Mais où est la volonté politique, quand on pense, comme d'autres, aux jokers opposés par le Président de la République ou aux dizaines de filtres brandis pour écarter les propositions les plus efficaces visant à réduire les émissions de gaz à effet de serre ou les plus en rupture avec la fuite en avant consumériste ?

Beaucoup de choses ont été dites, c'est vrai, mais pas toutes. Malgré la prise de conscience récente de l'urgence climatique, la question du genre est rarement abordée dans les discussions sur le climat.
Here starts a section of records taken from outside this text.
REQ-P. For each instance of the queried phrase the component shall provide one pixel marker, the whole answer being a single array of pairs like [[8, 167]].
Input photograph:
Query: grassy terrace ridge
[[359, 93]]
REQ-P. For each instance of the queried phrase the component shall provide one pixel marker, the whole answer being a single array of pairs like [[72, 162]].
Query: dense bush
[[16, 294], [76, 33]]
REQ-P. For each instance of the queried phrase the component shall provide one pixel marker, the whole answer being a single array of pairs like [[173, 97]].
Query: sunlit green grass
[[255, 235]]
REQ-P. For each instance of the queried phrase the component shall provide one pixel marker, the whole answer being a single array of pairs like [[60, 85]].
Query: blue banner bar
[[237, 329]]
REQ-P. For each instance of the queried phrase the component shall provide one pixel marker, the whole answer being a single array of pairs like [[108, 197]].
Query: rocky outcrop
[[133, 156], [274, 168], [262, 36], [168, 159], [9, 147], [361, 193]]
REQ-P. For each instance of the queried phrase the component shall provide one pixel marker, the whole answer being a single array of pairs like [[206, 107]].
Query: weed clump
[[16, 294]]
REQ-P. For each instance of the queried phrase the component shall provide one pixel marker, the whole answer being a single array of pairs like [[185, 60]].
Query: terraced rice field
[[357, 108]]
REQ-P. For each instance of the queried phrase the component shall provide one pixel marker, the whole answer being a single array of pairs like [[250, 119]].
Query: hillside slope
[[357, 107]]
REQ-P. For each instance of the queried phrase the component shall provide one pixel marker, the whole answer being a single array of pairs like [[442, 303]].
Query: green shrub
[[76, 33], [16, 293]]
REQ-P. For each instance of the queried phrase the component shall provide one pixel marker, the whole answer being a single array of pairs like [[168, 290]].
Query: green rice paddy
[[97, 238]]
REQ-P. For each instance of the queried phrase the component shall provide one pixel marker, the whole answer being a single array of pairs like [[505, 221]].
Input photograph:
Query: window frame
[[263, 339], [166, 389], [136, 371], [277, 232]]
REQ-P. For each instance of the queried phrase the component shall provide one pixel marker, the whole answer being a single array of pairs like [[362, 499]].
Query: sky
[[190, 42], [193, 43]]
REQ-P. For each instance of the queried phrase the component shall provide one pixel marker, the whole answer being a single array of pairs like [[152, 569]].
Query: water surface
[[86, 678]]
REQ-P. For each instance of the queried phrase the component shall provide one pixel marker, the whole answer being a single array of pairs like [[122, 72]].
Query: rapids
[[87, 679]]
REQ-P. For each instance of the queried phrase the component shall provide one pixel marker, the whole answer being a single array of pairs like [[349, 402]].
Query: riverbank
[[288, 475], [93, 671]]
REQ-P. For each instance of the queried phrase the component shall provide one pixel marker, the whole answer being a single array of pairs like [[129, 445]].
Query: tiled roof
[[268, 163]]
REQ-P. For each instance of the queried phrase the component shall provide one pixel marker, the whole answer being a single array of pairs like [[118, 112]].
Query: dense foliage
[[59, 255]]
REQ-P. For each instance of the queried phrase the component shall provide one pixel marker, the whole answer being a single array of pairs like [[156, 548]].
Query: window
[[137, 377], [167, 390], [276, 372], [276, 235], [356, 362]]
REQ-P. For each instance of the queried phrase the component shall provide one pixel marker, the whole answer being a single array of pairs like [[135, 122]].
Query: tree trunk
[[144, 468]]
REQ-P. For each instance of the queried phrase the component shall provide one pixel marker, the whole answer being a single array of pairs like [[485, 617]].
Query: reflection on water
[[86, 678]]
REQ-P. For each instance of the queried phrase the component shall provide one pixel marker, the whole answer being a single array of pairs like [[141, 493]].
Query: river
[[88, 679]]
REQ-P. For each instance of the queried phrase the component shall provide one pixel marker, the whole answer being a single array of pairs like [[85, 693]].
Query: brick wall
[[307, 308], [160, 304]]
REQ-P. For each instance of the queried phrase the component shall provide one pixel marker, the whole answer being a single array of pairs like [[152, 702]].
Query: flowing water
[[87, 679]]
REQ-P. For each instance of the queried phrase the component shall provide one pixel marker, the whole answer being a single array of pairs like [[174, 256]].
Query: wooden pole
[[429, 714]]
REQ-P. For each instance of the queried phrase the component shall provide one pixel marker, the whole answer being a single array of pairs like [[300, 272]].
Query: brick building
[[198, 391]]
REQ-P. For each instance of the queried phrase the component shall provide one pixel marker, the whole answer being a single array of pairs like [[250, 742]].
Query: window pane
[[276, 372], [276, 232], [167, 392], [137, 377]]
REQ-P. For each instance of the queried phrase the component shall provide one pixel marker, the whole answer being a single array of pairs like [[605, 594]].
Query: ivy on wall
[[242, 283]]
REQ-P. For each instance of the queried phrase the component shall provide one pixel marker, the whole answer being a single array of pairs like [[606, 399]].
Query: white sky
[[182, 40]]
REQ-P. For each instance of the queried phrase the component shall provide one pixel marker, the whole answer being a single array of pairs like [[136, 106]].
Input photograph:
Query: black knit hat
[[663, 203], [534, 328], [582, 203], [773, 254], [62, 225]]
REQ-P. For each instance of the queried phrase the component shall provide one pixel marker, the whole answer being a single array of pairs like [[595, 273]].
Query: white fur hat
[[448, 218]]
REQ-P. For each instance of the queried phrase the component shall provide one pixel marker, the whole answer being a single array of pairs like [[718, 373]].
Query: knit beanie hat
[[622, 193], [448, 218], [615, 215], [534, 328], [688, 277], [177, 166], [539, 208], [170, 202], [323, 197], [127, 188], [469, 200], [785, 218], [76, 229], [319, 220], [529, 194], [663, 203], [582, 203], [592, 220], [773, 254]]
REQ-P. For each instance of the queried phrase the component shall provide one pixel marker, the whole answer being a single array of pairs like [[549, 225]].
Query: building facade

Du reste, jusqu'à présent, elle ne l'a pas non plus été dans nos débats.

Il ne s'agit nullement de chercher dans la biologie les raisons des différences de conduites ou de pratiques sociales, mais simplement de reconnaître, comme un énième état de fait, que les effets du changement climatique ont des conséquences différentes sur les hommes et les femmes.
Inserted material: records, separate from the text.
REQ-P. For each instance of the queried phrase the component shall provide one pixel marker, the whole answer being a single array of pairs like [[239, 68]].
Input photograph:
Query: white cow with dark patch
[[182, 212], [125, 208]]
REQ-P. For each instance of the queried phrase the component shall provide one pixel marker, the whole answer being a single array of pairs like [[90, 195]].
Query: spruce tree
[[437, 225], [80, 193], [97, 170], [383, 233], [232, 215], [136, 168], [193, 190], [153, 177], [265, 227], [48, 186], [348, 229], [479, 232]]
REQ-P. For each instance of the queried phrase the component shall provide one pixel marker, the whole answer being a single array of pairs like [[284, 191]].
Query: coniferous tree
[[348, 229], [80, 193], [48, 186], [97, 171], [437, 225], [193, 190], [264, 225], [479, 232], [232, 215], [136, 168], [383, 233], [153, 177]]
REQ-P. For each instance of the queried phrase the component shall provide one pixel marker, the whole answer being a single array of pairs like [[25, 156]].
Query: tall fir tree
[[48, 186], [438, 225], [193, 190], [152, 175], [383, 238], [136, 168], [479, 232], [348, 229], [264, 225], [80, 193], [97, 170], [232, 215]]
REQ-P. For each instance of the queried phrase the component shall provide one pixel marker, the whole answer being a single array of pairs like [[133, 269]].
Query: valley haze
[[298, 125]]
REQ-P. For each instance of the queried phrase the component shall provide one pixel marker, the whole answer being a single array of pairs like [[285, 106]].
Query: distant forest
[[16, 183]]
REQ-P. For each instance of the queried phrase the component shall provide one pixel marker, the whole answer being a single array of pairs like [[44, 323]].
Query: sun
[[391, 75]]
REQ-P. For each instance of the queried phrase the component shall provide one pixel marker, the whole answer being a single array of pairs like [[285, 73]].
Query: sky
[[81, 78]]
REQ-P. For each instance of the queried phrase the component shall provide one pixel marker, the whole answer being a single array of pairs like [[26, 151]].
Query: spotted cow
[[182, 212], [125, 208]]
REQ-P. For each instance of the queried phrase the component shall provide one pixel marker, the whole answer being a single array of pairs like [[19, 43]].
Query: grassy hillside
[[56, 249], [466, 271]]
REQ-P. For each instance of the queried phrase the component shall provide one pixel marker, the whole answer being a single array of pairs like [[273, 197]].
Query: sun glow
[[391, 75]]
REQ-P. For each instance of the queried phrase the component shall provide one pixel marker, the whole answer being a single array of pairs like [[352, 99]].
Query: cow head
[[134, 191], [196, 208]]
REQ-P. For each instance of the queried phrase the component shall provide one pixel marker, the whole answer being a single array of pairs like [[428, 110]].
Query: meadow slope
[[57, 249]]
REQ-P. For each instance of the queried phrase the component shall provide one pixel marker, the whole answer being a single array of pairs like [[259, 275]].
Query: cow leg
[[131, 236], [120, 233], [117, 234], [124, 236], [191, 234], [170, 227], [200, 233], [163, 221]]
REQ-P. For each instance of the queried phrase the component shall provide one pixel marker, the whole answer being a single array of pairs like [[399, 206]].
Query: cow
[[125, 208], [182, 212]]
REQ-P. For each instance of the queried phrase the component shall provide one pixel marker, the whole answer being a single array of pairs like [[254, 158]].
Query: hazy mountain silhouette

D'abord, parce que les effets du changement climatique touchent principalement les populations précaires et que les femmes représentent 70 % des personnes vivant avec moins de 1 dollar par jour dans le monde.

Ensuite, parce que du fait des rapports sociaux de sexe, des stéréotypes sexués, les femmes sont encore en grande partie responsables des tâches ménagères et des soins de la famille.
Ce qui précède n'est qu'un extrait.